Should the -8 be evaluated when determining award? We have no idea if, when, or how long we would need this extension currently and the -8 is not priced. Should the worse case scenario be used for evaluation based on using the option after the 4th option for the full 6 months available under the -8 clause?
In determining award, about the only way you have a protest sustained is if you deviate from your stated evaluation criteria. Here is the FAR cite
52.217-5 Evaluation of Options.
As prescribed in 17.208(c), insert a provision substantially the same as the following:
Evaluation of Options (July 1990)
Except when it is determined in accordance with FAR 17.206(b) not to be in the Government’s best interests, the Government will evaluate offers for award purposes by adding the total price for all options to the total price for the basic requirement. Evaluation of options will not obligate the Government to exercise the option(s).
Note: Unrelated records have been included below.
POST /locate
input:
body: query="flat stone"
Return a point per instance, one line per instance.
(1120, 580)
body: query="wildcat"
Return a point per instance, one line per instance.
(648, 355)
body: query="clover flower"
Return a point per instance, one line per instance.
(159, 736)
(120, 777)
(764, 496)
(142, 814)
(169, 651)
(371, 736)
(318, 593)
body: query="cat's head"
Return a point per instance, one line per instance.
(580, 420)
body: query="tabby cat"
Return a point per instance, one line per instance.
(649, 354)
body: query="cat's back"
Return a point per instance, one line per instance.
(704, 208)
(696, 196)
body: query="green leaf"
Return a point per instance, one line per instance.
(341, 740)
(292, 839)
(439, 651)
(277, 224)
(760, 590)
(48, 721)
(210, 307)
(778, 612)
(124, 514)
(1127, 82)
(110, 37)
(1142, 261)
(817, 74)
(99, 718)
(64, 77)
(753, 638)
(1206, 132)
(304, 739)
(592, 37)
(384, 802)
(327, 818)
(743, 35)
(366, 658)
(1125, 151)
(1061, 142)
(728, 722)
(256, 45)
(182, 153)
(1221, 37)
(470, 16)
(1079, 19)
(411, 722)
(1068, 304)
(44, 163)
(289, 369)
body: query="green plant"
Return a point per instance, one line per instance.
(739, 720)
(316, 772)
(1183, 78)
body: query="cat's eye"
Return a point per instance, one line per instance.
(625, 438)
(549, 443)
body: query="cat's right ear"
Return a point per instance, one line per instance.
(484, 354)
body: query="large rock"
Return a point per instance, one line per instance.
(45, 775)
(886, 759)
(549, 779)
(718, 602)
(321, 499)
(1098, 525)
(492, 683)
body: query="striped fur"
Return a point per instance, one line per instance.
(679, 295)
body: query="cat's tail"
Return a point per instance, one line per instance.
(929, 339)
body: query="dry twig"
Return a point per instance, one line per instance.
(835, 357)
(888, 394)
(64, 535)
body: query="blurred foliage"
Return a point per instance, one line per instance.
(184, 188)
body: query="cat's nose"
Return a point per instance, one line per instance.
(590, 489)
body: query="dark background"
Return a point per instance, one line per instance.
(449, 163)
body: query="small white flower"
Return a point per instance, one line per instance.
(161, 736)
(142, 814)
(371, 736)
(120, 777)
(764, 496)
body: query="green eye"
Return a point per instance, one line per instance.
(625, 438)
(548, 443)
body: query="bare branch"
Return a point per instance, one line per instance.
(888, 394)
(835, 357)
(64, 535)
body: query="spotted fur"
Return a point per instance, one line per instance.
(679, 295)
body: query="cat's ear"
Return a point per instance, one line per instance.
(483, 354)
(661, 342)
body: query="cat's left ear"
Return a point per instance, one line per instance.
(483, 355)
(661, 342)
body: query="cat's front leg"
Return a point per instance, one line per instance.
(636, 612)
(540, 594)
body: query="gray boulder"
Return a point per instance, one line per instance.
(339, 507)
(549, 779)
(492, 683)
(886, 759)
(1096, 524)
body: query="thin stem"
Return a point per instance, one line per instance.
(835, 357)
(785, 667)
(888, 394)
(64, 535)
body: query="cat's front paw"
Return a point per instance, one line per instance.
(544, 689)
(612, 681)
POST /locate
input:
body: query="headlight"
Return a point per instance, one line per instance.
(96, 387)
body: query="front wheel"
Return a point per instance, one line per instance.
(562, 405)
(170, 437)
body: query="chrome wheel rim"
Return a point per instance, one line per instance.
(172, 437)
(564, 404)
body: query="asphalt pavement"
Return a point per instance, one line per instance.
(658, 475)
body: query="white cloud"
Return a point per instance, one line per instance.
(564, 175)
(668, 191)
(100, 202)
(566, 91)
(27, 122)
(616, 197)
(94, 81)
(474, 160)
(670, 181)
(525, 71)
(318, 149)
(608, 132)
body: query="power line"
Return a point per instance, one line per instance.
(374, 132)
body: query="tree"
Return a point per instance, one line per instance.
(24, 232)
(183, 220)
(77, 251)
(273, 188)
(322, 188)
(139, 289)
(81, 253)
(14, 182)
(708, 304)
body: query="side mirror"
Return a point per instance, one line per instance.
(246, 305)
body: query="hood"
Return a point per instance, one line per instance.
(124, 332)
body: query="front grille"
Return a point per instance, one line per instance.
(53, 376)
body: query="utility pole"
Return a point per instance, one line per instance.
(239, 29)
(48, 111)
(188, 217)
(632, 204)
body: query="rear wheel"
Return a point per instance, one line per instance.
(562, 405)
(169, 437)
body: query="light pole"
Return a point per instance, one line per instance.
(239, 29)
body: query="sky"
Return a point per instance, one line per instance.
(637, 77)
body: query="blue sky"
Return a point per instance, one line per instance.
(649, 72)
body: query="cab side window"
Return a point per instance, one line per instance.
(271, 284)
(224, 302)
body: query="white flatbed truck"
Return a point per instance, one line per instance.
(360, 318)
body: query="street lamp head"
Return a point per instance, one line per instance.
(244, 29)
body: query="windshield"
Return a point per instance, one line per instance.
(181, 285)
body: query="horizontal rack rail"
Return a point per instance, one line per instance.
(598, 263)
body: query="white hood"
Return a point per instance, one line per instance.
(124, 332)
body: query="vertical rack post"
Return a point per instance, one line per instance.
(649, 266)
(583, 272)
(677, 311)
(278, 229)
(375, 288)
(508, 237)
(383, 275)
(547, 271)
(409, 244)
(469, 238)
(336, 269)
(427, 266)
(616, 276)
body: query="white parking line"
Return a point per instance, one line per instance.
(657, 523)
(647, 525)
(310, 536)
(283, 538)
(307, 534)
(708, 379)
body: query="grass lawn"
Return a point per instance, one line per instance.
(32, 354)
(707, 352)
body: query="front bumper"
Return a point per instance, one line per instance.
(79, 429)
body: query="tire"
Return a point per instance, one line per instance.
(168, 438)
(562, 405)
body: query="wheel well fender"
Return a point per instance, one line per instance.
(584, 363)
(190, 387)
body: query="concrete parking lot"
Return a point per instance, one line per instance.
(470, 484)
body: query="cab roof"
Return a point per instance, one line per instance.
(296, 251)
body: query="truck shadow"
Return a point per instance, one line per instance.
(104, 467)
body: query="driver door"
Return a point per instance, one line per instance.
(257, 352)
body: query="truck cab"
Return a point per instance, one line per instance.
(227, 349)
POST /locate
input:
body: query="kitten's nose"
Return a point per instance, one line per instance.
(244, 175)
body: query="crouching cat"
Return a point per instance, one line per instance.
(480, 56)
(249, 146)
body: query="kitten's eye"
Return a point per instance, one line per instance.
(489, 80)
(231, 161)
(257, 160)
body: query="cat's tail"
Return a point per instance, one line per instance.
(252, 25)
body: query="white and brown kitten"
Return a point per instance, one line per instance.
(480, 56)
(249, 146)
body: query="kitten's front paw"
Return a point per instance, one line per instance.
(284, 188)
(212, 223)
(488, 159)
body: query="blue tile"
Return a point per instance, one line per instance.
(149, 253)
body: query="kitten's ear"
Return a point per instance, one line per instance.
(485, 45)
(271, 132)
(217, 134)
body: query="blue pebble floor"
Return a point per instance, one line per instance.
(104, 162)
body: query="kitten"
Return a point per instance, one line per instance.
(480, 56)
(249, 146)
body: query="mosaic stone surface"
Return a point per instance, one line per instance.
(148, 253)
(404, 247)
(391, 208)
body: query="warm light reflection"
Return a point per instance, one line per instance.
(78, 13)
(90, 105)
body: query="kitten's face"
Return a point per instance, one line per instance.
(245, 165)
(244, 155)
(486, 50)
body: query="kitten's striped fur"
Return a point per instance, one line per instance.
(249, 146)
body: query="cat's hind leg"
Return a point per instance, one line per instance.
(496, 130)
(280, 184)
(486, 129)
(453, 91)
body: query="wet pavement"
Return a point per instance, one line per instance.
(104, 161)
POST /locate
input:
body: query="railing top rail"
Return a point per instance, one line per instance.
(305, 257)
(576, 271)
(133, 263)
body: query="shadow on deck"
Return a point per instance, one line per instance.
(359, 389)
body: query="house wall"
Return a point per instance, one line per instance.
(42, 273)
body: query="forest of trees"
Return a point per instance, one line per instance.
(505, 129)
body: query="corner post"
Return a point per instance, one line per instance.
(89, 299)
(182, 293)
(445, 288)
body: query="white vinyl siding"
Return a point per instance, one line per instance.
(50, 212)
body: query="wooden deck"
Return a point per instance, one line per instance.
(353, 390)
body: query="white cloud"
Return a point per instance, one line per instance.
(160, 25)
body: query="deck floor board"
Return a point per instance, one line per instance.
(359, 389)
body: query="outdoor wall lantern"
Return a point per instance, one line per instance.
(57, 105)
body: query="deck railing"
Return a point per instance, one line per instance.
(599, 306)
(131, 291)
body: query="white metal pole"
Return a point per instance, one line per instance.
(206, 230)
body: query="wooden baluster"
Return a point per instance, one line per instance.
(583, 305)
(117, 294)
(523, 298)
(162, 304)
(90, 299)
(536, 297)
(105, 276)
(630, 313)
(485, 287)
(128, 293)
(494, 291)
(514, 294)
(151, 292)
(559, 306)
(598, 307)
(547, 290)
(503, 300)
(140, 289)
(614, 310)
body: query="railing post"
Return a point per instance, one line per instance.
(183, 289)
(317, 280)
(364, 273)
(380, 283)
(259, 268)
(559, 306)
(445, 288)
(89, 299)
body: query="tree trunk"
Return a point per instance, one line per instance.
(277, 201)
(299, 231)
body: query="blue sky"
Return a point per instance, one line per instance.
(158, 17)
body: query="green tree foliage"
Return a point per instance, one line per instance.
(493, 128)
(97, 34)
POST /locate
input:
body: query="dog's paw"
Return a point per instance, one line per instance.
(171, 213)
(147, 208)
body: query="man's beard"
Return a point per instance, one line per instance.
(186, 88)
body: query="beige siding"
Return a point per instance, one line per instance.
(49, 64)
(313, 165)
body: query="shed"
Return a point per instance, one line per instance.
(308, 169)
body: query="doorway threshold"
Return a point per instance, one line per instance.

The way i would address this in the evalaution criteria is to explicitely say the contract price will be evaluated on the basis of the base year and the four prepriced option years. That specifically excludes the up to 6 month bridge option that is causing concern.
I have never included this up to six month extension as part of an evaluation criteria and do not know of any cases where a contractor protested based on not including this. bottom line, you are are pretty solid ground to not include it unless for some reason it was explicitly included in the evaluation criteria.